Born in 1623 as Anthony Bonville to a Catholic mother and a Protestant father, in his 15th year, he was received into the Roman Catholic Church and left England, taking the surname Terill. He studied for about three years at the English College of St. Omer, and then began his studies for the priesthood at the English College, Rome, where he was ordained on 16 March 1687. Two months later he entered the Jesuit novitiate at St Andrea.
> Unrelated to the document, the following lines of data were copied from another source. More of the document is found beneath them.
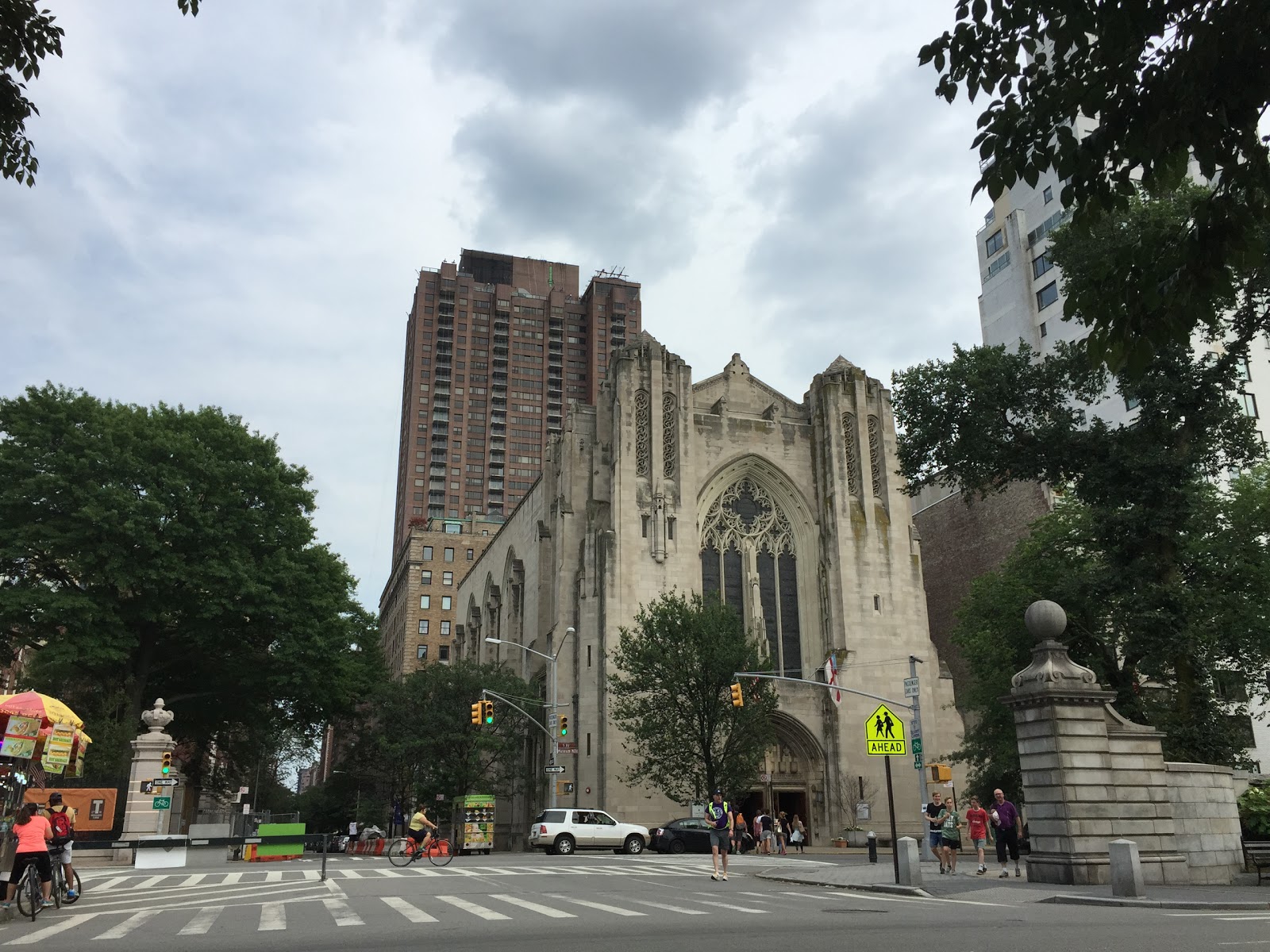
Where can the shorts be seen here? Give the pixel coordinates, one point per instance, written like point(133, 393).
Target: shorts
point(1007, 839)
point(41, 861)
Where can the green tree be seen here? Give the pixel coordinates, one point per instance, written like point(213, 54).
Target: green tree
point(1168, 83)
point(171, 552)
point(416, 738)
point(27, 37)
point(671, 695)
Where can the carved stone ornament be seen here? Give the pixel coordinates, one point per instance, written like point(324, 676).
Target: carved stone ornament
point(158, 717)
point(1051, 670)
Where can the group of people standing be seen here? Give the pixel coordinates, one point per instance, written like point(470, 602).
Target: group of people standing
point(1001, 825)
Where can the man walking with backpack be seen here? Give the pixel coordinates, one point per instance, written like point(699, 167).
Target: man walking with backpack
point(63, 820)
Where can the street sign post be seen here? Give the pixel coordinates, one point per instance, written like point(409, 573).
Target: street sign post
point(884, 734)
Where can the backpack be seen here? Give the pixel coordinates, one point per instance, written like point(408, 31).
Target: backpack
point(61, 823)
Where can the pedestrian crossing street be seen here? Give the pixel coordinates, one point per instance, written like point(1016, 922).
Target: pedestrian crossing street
point(321, 909)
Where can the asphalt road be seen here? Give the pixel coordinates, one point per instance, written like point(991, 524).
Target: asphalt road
point(586, 903)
After his noviceship, he was successively penitentiary at Loreto, professor of philosophy at Florence, professor of philosophy and scholastic theology at Parma, director of theological studies and professor of theology and mathematics at the English College, Liège, and for three years rector of the same college where he died with a reputation for "extraordinary piety, talent, learning, and prudence".

==Works==
Terill wrote Conclusiones philosophicæ (Parma, 1657), Problema mathematico-philosophicum de termino magnitudinis se virium in animalibus (Parma, 1660), Fundamentum totius theologiæ moralis, seu tractatus de conscientia probabili (Liège, 1668), and Regula morum, which was published shortly after his death (Liège, 1677). His reputation as a moral theologian was established by these last two works. In the Fundamentum he ably defended the doctrine of probabilism and in the Regula morum refuted the objections brought against his first work by the Dominican Concina, the Jesuit Miguel de Elizalde (1617-1678) and other exponents of the Rigorist School. Amort speaks of him as "eruditissimum et probabilistarum antsignanum".